The S&P 500 rose 0.7% at midday and the Nasdaq 100 added 0.9%, putting the benchmark on pace for its longest winning streak since 2023. AI stocks are doing virtually all the heavy lifting — strip them out and the market has gone essentially nowhere since February. The VIX is hovering near its lowest level since early February heading into the Memorial Day weekend.
Goldman strategist Ben Snider flagged that just 10 stocks — 2% of the S&P 500 — have supplied roughly 78% of the index's year-to-date return. Nvidia alone, at 9% index weight, contributed 20% of the entire YTD gain. The momentum ETF SPMO has ripped 30% in seven weeks, the strongest surge since its 2016 launch. Goldman notes that four comparable episodes since 1980 were followed by median flat-to-negative returns over the next one to six months.

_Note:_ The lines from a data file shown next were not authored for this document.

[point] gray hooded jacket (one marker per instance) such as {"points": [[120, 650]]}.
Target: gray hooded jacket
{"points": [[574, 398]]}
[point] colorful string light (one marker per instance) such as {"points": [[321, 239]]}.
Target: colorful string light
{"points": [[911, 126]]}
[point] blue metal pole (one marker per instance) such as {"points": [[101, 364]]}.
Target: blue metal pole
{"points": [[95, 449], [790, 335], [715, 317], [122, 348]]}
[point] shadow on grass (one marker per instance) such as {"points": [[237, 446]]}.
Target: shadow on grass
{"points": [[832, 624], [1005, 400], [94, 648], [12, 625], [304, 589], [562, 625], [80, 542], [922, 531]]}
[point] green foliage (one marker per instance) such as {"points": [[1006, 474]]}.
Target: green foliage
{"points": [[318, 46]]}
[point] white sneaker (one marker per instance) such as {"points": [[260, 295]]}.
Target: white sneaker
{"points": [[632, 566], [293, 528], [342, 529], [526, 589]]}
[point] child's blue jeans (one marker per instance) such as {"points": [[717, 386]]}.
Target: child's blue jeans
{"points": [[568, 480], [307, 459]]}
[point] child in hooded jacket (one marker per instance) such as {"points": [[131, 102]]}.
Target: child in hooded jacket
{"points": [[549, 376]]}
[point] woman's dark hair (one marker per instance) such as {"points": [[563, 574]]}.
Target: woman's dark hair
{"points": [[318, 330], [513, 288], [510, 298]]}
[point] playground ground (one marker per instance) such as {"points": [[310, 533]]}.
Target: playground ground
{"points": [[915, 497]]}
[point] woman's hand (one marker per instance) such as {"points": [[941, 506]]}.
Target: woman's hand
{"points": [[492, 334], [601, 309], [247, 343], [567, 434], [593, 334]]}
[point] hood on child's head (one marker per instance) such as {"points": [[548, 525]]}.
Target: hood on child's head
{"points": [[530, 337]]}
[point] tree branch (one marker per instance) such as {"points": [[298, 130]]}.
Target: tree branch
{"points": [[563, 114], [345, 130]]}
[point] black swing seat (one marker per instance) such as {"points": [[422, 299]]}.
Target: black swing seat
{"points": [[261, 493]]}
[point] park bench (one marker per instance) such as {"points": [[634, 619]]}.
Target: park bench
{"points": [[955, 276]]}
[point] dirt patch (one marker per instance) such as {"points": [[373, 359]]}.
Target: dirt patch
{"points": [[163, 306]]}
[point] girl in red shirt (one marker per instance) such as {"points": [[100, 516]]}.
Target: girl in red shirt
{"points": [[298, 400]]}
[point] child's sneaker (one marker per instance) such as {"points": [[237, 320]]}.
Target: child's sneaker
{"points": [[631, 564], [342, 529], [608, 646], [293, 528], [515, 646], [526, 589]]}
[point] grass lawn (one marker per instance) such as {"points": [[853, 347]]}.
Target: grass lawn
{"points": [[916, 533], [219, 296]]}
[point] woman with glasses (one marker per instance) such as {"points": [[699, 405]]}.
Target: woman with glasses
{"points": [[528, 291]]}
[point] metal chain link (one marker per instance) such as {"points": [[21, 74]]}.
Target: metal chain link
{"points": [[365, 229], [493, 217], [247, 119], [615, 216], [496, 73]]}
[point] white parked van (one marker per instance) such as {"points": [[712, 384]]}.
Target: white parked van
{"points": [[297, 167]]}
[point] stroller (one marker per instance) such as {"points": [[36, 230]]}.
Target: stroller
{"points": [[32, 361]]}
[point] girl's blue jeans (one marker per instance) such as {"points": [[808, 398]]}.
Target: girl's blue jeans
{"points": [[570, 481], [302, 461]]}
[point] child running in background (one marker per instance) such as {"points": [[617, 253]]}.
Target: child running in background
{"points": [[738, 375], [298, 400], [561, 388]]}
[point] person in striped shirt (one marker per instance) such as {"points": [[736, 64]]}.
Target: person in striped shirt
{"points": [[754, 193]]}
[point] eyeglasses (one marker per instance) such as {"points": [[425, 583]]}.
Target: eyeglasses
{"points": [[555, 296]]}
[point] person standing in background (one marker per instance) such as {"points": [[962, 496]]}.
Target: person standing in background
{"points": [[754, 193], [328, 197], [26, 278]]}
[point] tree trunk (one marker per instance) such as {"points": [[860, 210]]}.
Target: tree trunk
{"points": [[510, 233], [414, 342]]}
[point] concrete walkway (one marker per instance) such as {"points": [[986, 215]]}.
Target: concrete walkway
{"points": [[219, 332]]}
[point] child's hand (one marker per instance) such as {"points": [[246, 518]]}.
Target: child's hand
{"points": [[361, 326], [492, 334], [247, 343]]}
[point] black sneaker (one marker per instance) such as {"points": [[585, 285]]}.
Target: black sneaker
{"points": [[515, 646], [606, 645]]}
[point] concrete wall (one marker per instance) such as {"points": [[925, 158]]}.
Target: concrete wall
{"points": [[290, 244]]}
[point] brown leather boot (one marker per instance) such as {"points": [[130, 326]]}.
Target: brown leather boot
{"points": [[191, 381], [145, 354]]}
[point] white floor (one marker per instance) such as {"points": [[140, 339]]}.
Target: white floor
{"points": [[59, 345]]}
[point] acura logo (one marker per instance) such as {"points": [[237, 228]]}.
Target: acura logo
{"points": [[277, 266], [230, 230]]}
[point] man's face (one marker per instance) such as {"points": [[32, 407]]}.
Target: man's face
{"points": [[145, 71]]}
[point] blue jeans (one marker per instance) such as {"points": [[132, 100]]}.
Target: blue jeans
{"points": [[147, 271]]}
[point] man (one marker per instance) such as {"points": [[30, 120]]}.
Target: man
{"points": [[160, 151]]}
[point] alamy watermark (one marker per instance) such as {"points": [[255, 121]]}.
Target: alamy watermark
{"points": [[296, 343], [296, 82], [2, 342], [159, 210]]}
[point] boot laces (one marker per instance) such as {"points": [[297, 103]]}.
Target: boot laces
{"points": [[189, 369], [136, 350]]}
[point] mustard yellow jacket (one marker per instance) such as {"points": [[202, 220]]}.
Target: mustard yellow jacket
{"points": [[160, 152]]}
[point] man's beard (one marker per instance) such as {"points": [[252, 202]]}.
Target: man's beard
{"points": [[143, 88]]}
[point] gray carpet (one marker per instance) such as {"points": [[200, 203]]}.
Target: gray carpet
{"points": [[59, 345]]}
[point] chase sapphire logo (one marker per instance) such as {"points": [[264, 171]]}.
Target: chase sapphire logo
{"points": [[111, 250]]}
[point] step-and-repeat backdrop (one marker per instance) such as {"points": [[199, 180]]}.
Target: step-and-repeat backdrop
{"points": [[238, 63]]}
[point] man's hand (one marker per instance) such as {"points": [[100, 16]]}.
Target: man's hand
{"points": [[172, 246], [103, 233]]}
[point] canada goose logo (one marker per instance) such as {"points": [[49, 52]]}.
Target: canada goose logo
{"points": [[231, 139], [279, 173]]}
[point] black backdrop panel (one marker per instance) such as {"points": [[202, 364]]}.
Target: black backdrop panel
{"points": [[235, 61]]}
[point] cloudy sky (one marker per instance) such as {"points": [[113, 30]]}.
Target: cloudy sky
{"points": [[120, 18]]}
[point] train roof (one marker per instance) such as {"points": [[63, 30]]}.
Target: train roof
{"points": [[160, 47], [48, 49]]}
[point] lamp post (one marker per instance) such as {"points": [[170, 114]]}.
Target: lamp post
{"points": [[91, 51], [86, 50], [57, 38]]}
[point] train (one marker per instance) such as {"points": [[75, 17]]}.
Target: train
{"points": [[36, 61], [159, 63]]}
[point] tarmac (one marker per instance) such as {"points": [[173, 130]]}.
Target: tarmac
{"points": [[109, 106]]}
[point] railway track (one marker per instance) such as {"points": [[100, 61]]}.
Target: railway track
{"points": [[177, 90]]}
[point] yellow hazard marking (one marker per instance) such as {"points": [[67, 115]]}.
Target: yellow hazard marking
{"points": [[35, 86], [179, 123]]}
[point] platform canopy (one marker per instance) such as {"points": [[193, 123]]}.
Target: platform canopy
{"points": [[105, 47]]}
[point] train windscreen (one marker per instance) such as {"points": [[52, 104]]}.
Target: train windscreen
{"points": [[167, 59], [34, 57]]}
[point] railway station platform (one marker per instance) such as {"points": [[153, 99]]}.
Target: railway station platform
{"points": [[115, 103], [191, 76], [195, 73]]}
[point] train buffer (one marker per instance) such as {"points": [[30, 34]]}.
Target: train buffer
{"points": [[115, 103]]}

Micron continues its face-melting 2026 run, up 154% year-to-date and recently crossing the $700 billion market cap threshold. The stock closed around $762 on Wednesday, up 4.1% on the session alone. HBM demand from AI accelerator builds is driving a 196% revenue jump in Q2 2026. Deutsche Bank raised its price target to $1,000, and analysts broadly see more upside ahead.
Evercore ISI analyst Mark Lipacis lifted his Broadcom price target to $582 from $490, the highest on Wall Street, and maintained Outperform. CEO Hock Tan disclosed "line of sight" to exceeding $100 billion in AI chip revenue by 2027, with the XPU franchise now spanning six hyperscale customers including Google, Meta, Anthropic, and OpenAI. The stock is trading around $413.

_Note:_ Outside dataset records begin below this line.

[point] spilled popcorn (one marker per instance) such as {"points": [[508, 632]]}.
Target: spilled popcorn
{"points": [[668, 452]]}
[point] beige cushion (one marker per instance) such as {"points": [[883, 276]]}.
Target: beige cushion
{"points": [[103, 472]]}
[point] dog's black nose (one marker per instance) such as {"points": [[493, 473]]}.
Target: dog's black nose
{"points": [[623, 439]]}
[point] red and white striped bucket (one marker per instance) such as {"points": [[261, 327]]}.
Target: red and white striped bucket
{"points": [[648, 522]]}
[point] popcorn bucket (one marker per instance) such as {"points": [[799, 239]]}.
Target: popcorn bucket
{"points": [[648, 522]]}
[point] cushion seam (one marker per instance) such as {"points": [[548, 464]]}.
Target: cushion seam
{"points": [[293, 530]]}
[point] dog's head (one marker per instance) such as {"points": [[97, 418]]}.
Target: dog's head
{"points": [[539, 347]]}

CrowdStrike notched its eighth straight intraday record, trading above $665 and putting its market cap near $166 billion. KeyBanc raised its price target to $700 from $525, citing strong channel feedback on the new Mythos AI-security product and the Frontier AI Readiness service. Barclays separately lifted to $650. The stock has been a standout even against chip names this month.

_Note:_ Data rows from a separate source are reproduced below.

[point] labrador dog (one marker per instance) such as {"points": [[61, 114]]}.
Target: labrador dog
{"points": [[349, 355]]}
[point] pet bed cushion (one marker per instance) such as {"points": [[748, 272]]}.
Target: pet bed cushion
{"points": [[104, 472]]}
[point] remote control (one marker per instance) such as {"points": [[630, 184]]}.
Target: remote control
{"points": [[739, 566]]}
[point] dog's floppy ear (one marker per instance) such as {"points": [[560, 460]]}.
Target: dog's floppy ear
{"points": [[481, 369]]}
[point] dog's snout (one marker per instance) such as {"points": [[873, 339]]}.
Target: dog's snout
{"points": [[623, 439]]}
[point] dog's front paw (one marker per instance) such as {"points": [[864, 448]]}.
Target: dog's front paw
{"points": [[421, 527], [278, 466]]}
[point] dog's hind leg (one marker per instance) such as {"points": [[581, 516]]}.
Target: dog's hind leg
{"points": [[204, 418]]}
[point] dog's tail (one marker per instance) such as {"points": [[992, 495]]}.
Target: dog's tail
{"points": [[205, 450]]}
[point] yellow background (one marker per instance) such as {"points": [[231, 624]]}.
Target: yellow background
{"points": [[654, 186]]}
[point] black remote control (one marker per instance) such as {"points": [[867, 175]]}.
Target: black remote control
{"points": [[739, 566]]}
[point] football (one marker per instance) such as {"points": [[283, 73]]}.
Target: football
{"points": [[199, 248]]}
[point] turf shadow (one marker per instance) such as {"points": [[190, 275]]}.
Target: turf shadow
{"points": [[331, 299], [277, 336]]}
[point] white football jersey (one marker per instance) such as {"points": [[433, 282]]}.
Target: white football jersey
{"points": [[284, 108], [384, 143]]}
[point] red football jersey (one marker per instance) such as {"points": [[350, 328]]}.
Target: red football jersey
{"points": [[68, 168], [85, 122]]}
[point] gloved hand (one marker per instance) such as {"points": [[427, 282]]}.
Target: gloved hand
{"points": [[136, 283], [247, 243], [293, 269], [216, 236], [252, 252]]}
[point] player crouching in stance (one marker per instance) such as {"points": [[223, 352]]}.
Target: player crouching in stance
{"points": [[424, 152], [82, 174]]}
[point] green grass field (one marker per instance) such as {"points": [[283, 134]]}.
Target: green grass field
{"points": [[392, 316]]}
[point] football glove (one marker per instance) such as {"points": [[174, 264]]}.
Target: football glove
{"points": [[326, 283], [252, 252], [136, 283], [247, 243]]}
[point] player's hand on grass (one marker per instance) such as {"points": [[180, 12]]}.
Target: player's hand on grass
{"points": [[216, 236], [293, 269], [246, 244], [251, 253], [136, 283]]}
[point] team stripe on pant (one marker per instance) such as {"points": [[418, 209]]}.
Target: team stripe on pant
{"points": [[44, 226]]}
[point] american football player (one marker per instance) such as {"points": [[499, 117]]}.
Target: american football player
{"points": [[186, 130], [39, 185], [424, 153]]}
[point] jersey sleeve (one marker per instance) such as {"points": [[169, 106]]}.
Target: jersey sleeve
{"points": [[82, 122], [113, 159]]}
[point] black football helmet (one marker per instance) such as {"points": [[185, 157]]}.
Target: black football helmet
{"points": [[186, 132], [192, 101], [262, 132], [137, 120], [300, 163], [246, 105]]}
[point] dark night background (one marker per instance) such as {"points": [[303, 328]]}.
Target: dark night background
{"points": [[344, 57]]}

Buried in Nvidia's earnings call was a potentially transformative disclosure: the Vera CPU, purpose-built for agentic AI, opens a brand-new $200 billion total addressable market in edge computing that Nvidia has never addressed before. Edge computing revenue hit $6.4 billion in Q1, up 29% YoY. The TAM spans PCs, robotics, automotive, AI-RAN base stations, and workstations — a second growth vector beyond data centers.
The First Trust Nasdaq Cybersecurity ETF (CIBR) has gained approximately 25% in May alone, outpacing both the semiconductor ETF (SOXX) and software ETF (IGV). Palo Alto Networks, Fortinet, Datadog, F5, and Cisco are all hitting records. The rally has added tens of billions in combined market cap across the sector, driven by rising AI-related threat vectors and enterprise spending.
Super Micro shares jumped roughly 10% this week, riding Nvidia's earnings momentum and strong fiscal Q3 results showing revenue up 123% YoY to $10.2 billion. However, a DOJ indictment alleging $2.5 billion in illegal AI server exports to China hangs over the stock, with the lead plaintiff deadline in the securities class action set for Monday, May 26. Three individuals — including co-founder Yih-Shyan Liaw — have been charged.